The chances of achieving a marketing authorisation for a new product depend not just on the quality, safety and efficacy of the medicine, but on how clearly these attributes are characterised and documented by the development programme. We can help to ensure that the clinical development plan is optimal to provide the data expected by the CHMP for a potential positive opinion, while taking account of commercial and practical realities. We have a clear and up to date understanding of the data that the CHMP would require prior to approval, and what might be acceptable to be provided as a post approval commitment.

Formal CHMP scientific advice sometimes describes an ideal view of the clinical development programme and clinical trial design that the CHMP would most like to see.  Some aspects of the advice may be more onerous than alternative approaches that might in principle be sufficient to support a MA application. On the other hand there are likely to be aspects that are essentially mandatory. There is no obligation to follow the CHMP advice, but it would be unwise to do so without a clear understanding of the potential consequences. We can help to clarify where the advice should be complied with and where a different approach might be reasonable, taking into account practical considerations such as time and/or resource limitations.

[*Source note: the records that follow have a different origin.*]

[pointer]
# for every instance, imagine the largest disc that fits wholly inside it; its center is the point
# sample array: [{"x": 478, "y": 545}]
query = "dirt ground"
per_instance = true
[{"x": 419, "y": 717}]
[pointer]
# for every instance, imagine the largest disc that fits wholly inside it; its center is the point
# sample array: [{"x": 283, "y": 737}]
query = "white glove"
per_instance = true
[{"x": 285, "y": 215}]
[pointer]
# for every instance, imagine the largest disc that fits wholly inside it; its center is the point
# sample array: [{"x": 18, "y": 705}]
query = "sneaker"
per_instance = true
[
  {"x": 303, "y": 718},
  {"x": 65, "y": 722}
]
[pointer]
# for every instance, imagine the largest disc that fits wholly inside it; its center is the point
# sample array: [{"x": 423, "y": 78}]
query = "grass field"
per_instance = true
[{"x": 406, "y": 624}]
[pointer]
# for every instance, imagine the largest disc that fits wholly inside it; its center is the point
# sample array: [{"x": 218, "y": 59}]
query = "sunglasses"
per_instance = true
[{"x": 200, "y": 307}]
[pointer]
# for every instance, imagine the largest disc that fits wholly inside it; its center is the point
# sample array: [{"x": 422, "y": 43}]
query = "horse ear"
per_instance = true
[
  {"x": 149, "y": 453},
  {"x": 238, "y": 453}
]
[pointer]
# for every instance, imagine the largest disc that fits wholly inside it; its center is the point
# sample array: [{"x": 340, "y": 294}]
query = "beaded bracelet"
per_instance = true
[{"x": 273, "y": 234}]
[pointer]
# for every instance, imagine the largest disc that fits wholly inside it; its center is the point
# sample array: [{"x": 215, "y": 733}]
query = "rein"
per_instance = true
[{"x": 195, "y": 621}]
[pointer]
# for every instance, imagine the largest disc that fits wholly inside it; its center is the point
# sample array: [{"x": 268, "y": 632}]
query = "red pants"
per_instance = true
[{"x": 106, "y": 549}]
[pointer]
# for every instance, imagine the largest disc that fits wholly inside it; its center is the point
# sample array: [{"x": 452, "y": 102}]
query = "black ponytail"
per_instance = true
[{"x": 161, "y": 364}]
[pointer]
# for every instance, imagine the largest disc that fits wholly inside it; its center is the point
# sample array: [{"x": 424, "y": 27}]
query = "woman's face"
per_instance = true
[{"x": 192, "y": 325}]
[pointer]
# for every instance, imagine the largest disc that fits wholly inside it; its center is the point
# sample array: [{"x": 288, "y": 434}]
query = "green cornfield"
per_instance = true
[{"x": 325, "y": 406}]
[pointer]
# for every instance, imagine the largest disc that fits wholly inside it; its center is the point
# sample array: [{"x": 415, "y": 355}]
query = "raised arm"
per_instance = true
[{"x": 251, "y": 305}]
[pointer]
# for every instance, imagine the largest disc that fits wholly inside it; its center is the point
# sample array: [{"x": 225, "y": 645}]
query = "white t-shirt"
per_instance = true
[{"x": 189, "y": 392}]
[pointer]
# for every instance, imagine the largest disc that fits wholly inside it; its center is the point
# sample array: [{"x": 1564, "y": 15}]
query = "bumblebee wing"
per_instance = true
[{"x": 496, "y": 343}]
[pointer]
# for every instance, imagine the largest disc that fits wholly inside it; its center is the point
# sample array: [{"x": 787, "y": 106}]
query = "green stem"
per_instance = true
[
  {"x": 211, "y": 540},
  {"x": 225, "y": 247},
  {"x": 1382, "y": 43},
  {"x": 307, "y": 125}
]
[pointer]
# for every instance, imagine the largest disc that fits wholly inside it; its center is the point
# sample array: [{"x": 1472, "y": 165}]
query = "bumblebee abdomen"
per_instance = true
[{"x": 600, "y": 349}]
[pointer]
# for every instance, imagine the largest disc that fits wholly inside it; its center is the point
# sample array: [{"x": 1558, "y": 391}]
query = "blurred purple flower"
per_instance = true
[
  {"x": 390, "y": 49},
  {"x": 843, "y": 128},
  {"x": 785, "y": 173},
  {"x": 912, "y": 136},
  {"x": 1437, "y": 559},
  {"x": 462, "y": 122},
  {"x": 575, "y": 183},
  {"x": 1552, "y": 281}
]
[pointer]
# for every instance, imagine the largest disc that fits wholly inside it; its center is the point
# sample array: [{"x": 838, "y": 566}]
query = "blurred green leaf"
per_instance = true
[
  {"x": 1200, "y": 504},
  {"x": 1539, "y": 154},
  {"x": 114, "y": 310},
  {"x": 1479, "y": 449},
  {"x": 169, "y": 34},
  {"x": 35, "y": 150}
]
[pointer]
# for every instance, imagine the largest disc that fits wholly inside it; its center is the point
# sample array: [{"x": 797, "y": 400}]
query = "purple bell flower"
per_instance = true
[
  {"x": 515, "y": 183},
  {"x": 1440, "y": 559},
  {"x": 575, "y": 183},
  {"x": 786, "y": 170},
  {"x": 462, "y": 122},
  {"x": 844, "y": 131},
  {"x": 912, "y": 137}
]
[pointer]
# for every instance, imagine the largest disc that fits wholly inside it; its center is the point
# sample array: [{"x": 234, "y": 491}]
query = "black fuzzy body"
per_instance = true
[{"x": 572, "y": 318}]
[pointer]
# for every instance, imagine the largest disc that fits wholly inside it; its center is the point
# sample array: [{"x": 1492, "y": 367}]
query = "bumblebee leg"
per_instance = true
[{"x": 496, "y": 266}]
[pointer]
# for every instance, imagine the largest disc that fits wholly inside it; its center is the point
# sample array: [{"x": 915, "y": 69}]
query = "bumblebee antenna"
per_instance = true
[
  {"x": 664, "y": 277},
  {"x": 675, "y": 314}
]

Preparing the dossier for a Marketing Authorisation Application (MAA) is a major undertaking. We can review proposals for the structure and content of the clinical parts of the dossier perform gap analyses, and give advice on how best to present the data so that assessors are able to find the information that they need quickly and easily, thereby minimising any difficulties later during the MAA procedure. 

We can help companies with the written responses to the CHMP's list of questions, especially any major objections, so that the responses provide the best possible data, discussions and justifications to reassure the assessors and the CHMP.  

If an application reaches the stage of requiring an oral explanation or a re-examination procedure , it is critically important to fully understand the nature of the CHMP's concerns and how best to address them. We have a deep understanding of how the current CHMP members think and we can provide the best possible advice on how best their remaining concerns might be addressed. 

Our expertise in evaluating clinical trial data is of value not just for regulatory purposes. In early drug development, key decisions regarding future investment in the molecule are often taken based on very limited data, around which there are considerable uncertainties. The parties making the investment decisions may be dependent on others for the relevant scientific evaluations.  We can provide an expert view on the conclusions that can reasonably be drawn from the available early phase clinical data, considering the robustness and reliability of the results, and the likelihood that encouraging looking results might be due to factors other than a true and clinically relevant treatment effect.